Kamala Harris Urged To ‘Define Policy Proposals’ After Flip-Flopping On Key Issues

Senator Kamala Harris speaks during the AARP and The Des Moines Register Iowa Presidential Candidate Forum.
Justin Sullivan / Getty Images

California senator and Democratic presidential candidate, Kamala Harris, surged in the polls following the first primary debate, namely thanks to her decision to attack front-runner Joe Biden’s past support for busing segregation.

As The New York Times reported, Harris’ strong debate performance helped her surge in three different polls.

But, as Fox News reported, days after attacking Biden’s position on busing, Harris appeared to agree with the former vice president.

This has become somewhat of a recurring theme in her campaign, but according to a new report from The Hill, after flip-flopping on a number of key issues, Harris is now being pressured to “define policy proposals.”

Former Chairman of the South Carolina Democratic Party and a Biden campaign surrogate, Dick Harpootlian, describes the California senator’s campaign and statements as “smoke and mirrors.”

“As the campaign wears on and as she’s pressed to prove details, I think she’s going to find herself realizing this isn’t a campaign for attorney general of California,” he said.

Harris changed her mind about healthcare a number of times. Bernie Sanders’ Medicare for All proposal has become somewhat of a litmus test for other candidates in the race, and Harris has gone back and forth between supporting and opposing the proposal, despite the fact that she is a co-sponsor of the Vermont senator’s legislation.

During a CNN town hall in January, Harris said that she would “eliminate” private health insurance, only to say in a May interview that she would actually seek to eliminate the “bureaucracy.” At the first presidential debate, however, Harris — along with Sanders — raised her hand when the moderators asked the candidates whether their healthcare plan would abolish private insurance.

Immediately after the debate, Harris changed her position again, stating that “private insurance would certainly exist” under her healthcare plan.

As Sanders’ senior adviser Jeff Weaver explained to The Hill, “if you’re for Medicare for All, then you’re for eliminating private insurance in the area of covered services.
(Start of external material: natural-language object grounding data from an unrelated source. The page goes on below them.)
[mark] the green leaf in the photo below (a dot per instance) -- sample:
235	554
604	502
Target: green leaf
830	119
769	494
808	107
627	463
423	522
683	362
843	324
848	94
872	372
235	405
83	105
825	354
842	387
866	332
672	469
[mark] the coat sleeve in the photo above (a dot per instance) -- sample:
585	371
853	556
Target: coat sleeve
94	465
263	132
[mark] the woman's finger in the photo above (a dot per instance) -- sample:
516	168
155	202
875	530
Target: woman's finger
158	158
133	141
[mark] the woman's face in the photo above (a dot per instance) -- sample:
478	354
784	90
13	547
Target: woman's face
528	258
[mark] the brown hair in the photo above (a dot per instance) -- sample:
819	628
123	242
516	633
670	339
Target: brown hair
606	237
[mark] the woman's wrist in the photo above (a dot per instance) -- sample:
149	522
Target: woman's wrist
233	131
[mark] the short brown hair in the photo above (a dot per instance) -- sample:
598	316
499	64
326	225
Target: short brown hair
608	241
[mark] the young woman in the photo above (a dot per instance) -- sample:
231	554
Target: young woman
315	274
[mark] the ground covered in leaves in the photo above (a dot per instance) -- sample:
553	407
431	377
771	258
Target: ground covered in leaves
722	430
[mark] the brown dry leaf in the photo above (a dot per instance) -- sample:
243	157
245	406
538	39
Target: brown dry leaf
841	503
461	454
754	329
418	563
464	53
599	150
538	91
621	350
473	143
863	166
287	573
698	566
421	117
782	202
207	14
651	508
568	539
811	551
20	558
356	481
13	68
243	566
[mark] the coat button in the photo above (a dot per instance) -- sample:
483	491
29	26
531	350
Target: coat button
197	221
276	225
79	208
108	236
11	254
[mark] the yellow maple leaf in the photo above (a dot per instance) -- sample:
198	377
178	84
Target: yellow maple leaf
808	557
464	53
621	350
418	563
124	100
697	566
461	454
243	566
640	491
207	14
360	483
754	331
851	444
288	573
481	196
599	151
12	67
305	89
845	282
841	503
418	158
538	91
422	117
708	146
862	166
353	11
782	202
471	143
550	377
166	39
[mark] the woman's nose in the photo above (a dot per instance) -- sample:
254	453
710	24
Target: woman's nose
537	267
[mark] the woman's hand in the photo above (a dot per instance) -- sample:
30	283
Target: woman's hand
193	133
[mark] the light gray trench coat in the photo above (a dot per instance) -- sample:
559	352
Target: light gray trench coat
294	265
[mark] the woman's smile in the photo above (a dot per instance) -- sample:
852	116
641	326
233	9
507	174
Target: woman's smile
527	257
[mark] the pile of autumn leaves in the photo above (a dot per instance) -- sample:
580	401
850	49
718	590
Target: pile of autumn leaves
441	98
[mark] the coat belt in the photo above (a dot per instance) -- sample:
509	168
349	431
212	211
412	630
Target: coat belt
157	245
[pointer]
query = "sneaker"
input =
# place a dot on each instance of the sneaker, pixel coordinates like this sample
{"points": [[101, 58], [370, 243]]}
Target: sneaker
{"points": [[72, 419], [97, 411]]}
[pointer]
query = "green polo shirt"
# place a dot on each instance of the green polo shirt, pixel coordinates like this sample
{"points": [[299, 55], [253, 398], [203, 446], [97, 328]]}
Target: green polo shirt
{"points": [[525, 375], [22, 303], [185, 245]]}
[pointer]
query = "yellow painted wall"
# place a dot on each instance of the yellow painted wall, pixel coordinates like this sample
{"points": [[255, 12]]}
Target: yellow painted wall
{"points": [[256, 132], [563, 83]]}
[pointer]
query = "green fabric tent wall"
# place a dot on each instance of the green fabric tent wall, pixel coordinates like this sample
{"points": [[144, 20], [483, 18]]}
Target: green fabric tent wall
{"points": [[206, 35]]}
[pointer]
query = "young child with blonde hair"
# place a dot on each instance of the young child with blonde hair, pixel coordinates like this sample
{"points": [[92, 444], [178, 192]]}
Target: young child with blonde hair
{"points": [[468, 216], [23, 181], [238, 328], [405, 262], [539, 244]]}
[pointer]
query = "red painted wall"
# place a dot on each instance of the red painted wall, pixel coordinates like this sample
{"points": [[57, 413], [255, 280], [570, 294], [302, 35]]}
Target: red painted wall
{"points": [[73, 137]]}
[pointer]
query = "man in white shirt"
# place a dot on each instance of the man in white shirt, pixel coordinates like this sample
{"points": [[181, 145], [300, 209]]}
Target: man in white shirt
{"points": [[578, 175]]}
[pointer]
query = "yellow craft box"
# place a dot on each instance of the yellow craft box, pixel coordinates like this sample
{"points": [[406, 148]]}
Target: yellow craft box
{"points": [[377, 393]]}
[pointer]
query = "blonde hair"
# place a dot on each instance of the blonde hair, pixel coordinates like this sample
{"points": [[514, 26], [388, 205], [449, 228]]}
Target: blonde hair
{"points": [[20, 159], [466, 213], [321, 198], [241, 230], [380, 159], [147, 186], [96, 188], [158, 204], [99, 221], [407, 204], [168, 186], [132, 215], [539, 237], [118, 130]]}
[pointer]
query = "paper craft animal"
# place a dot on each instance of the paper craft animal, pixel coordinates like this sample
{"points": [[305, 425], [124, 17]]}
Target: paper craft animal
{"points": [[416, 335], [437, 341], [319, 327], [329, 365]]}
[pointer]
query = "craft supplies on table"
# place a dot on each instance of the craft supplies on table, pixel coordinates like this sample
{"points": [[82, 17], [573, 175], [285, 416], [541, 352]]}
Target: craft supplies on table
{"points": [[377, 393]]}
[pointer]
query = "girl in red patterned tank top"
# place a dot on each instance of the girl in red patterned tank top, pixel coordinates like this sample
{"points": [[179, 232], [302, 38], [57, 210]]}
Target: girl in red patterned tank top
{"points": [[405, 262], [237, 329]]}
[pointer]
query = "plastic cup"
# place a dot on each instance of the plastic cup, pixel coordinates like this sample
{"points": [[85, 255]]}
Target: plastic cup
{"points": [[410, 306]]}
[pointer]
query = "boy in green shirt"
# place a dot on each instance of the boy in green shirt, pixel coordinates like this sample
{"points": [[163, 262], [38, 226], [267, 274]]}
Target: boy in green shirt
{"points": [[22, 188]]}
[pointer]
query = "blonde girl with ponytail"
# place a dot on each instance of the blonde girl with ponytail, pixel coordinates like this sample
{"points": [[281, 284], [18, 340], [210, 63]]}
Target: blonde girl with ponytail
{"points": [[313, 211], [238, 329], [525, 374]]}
If you’re not for that, you’re not for Medicare for All.”

Harris appears to have not defined her immigration policy either. During the first primary debate, she said that she supports decriminalizing illegal border crossings. In a subsequent interview, however, she changed her position, stating that she actually supports reducing illegal border crossing to a civil offense.

During a campaign event in April, the California senator said that the nation needs to have a “conversation” about allowing incarcerated felons to vote, only to contradict herself the following day, expressing opposition to murderers and terrorists voting from prison.

As The Hill notes, Harris’ supporters and campaign staffers have defended the candidate, but some believe that she has failed to deliver a coherent message to voters.

“Of all the top contenders, I think her message is least fleshed out. And so beyond having Biden on that platform, she needs to use that time to tell people exactly what her candidacy is about,” former Obama campaign strategist David Axelrod said.